Il dibattito è decisamente surreale: chi era d’accordo non lo è più, chi era favorevole lo è un po’ meno, chi dopo averlo ingoiato cerca di ruminarlo, chi, come Draghi, finge di essere d’accordo sul principio, ma non sulle regole applicative. Se è vero che solo gli stupidi non cambiano mai opinione, è altrettanto vero che bisogna saperlo fare con un minimo di dignità e che, quando fare marcia indietro diventa la regola, si finisce per andare a sbattere.

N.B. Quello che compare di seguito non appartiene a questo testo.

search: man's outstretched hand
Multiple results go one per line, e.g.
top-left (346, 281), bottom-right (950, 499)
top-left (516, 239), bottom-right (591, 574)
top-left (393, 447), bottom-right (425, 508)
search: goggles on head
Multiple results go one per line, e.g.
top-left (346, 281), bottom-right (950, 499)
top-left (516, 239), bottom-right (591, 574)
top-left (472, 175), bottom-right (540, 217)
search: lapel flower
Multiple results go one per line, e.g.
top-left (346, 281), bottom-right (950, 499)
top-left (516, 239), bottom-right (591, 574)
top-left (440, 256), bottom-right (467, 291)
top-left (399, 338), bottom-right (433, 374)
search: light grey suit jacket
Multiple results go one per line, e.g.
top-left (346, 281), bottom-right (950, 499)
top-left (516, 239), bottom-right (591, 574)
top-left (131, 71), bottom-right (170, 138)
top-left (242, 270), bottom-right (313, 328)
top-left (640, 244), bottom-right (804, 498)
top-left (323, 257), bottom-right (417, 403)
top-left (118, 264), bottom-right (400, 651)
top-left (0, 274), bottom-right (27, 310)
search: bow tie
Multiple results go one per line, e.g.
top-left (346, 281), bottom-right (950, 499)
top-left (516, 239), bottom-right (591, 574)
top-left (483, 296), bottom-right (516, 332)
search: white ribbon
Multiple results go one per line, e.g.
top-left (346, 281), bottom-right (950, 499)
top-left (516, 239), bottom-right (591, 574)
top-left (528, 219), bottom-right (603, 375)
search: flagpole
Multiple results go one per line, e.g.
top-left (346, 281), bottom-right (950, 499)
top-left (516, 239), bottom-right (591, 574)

La questione, che dovrebbe essere di carattere sociale, è diventata meramente partitica: sulla pelle dei disoccupati cronici si sta giocando abbastanza sporco. Dei disoccupati e dei nullatenenti non interessa niente a nessuno, eventualmente interessano solo e confusamente i loro voti (vedi M5S), interessano come pezzo da togliere dal museo della sinistra (vedi PD), interessano a Italia viva per dare un colpo al cerchio e uno alla botte, interessano poco o niente alla Lega e al centro-destra che guardano alla maggioranza benestante. E allora andrà comunque a finire male.